The Choice for E and C Chairman
Posted on December 3, 2010More than two years ago, on November 9, 2008, I wrote:
“Nancy Pelosi, flush with the excitement of a new expanded majority and a new liberal post-partisan President, took two steps to may make her time as Speaker fairly short.. First, she kissed good-bye to Rahm Emanual, the fiery, combative and highly partisan Caucus leader…Second, she is backing the coup against John Dingell, led by Henry Waxman…As a republican strategist, I am delighted by this power play, because it could mean the beginning of a divided and weaker Democratic caucus…Dingell has been one of the most effective Chairman in the history of the House, so taking him out would be good for Republicans.. Sacking a Chairman because he incompetent is one thing. Sacking a Chairman because of a personal slight or because he disagrees with you on an issue is something completely different..Most members will support a Speaker who sacks an incapacitated or incompetent Chairman. But some members will grow very nervous when a Chairman is sacked for political reasons. They know that the bell may next toll for them.”
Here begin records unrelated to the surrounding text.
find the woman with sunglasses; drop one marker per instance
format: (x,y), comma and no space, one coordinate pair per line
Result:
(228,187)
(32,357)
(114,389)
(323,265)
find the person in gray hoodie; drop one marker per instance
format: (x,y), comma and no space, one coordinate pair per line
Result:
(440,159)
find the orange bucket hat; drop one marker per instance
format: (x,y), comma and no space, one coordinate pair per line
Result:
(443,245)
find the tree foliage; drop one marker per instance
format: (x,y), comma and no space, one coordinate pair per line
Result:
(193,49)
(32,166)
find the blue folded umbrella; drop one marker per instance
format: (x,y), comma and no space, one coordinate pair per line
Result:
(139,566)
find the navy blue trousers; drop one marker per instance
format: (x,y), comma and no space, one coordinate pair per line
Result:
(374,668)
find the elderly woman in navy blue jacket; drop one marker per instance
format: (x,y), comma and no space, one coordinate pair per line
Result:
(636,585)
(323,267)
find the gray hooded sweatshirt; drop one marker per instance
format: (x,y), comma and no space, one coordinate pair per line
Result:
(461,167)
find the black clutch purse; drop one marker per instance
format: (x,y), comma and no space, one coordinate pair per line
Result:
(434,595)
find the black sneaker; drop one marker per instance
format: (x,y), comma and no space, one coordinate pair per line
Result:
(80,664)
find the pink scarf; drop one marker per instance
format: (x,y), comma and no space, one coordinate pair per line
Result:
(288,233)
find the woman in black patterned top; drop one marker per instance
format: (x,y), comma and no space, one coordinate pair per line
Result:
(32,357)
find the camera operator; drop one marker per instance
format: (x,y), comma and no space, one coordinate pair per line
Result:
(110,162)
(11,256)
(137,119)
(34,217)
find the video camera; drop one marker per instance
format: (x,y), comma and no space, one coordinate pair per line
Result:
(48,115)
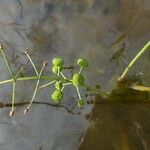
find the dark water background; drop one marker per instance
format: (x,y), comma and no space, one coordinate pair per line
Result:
(72,29)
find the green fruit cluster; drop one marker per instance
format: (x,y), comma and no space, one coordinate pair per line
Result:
(77,80)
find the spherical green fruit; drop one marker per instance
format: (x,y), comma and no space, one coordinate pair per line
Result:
(82,63)
(58,85)
(55,69)
(80,103)
(58,61)
(57,96)
(78,79)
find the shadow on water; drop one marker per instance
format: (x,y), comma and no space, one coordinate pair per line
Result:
(119,122)
(107,33)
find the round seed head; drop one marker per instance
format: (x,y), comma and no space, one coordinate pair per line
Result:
(82,63)
(78,79)
(58,61)
(11,113)
(80,103)
(58,85)
(56,68)
(57,96)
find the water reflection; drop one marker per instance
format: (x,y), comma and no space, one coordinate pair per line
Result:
(69,28)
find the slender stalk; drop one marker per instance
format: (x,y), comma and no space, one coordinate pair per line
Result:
(13,99)
(13,80)
(45,85)
(78,92)
(6,62)
(80,70)
(27,78)
(58,71)
(36,88)
(63,75)
(134,60)
(32,63)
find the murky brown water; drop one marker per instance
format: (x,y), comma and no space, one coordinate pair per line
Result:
(107,33)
I thought of that column in the context of the current race for Energy and Commerce Chairman in the new Republican-led Congress.
The GOP faces a similar choice. Do they take a more ideological route and pick somebody who may be more philosophically pure or do they pick someone who has great competence, but on occasion has moved to the middle on some issues?
Joe Barton, who is the current ranking member of the Energy and Commerce Committee, is term-limited under the Republican Conference rules. He is making the case that he deserves a waiver because he is ideologically purer than his possible replacement, Congressman Fred Upton.
Barton is perhaps best remembered to the American people for apologizing to Tony Hayward of BP, for the fact that British CEO was treated roughly by the Committee because his company allowed a few million barrels of oil to seep into the Gulf of Mexico. Barton’s apology was not sought and not wanted by Mr. Hayward, and it proved to be deeply embarrassing to the Republican Leadership, who gave serious thought to dumping Mr. Barton on the spot from his position as ranking member.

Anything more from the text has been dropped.